Forty years has wrought a great change. Oklahoma has great cities and great metropolitan newspapers of its own, we do not have to wait until the train comes in for the news, and that "red-headed boy," who represented the Wichita Eagle at the opening of the first territorial legislature, is now a gray-headed man who has in his public life served his state and his nation with honor and distinction. As an editor he has kept the Eagle up to the high standard established by his distinguished father, the founder of the paper.
Speaking for the membership of the Oklahoma Historical Society, the Chronicles wishes to extend its appreciation to Mr. Murdock, wife and daughter for the honor of their presence at our Annual Meeting and our thanks to Mr. Murdock for the splendid reminiscent and historical address that he delivered on that occasion.
D. W. P.
About the wisest thing the state of Oklahoma ever did was to house its historical society handsomely and so encourage the preservation of its past.
The Historical Society Building at Oklahoma City is not only beautiful. It has a classic dignity of line that would bring no offending note to the acropolis at Athens.
The temple will grow tremendously in ethical value with the years. Historically what is unique in Oklahoma is to gain latterly an emphasis which, in a national sense, will be altogether exceptional.

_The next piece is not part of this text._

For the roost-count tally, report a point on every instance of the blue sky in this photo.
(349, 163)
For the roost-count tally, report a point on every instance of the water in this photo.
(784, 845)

Here not only the North and the South are coalesced in old Oklahoma, which was in fact new, but here also the Indian territory which was in fact old, had a new experience in government. Families which can show a single residence as far back as 1832 are to be found in one part of Oklahoma; families which look back upon the spectacular settlement in 1889 as an episode in the remote past are to be found in another part. The children of both divisions are now in the process of coalition which today constitutes a commonwealth for which, in many respects, history offers no counterpart.
The coalition, in the amazingly rich state Oklahoma has
become, is richer in potentialities for Oklahoma than all the oil it will ever pump, all the cotton it will ever pick and all the wheat it will ever reap.
It is good to see the record of this in a fane, to see side by side the tattered flag a Chickasaw carried in the Battle of New Orleans and the silken banner proclaiming Payne's Oklahoma colony.—Wichita Eagle.